1Department of Gastroenterology and Hepatology, Kochi Medical School, Kochi University, Nankoku, Kochi 783-8505, Japan
2Department of Endoscopic Diagnostics and Therapeutics, Kochi Medical School, Kochi University, Nankoku, Kochi 783-8505, Japan

Published: February 07, 2023

This article has been corrected: In Figure 9, the panel C image contains an accidental partial overlap of the panel D image. The corrected Figure 9, produced using the original data, is shown below. The authors declare that these corrections do not change the results or conclusions of this paper.

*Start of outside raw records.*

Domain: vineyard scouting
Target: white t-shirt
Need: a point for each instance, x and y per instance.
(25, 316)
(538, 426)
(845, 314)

Original article: Oncotarget. 2020; 11:131–147. DOI: https://doi.org/10.18632/oncotarget.27413

Figure 9: Knockdown effect of siRNA-FA-PEG-COL nanoparticles targeting KHSRP-bound snoRNAs on cell motility and invasion in the orthotopic murine model of PDAC. (A) Development of carcinomatosis in S2-013 tumor-bearing mice treated with scrambled control siRNA-FA-PEG-COL nanoparticles (Scr) and target siRNA-FA-PEG-COL nanoparticles against SNORA18 (si-snora18) and SNORA22 (si-snora22). Arrow, primary tumor; arrowheads, dissemination nodules in the abdominal cavity. (B–D) Hematoxylin and eosin staining of representative sections of S2-013-derived PDAC tumor tissues in mice treated with scrambled control siRNA-FA-PEG-COL nanoparticles showing areas of regional invasion of the retroperitoneum (B) and distant metastases to the lung (C) and liver (D). Original magnification: 200×.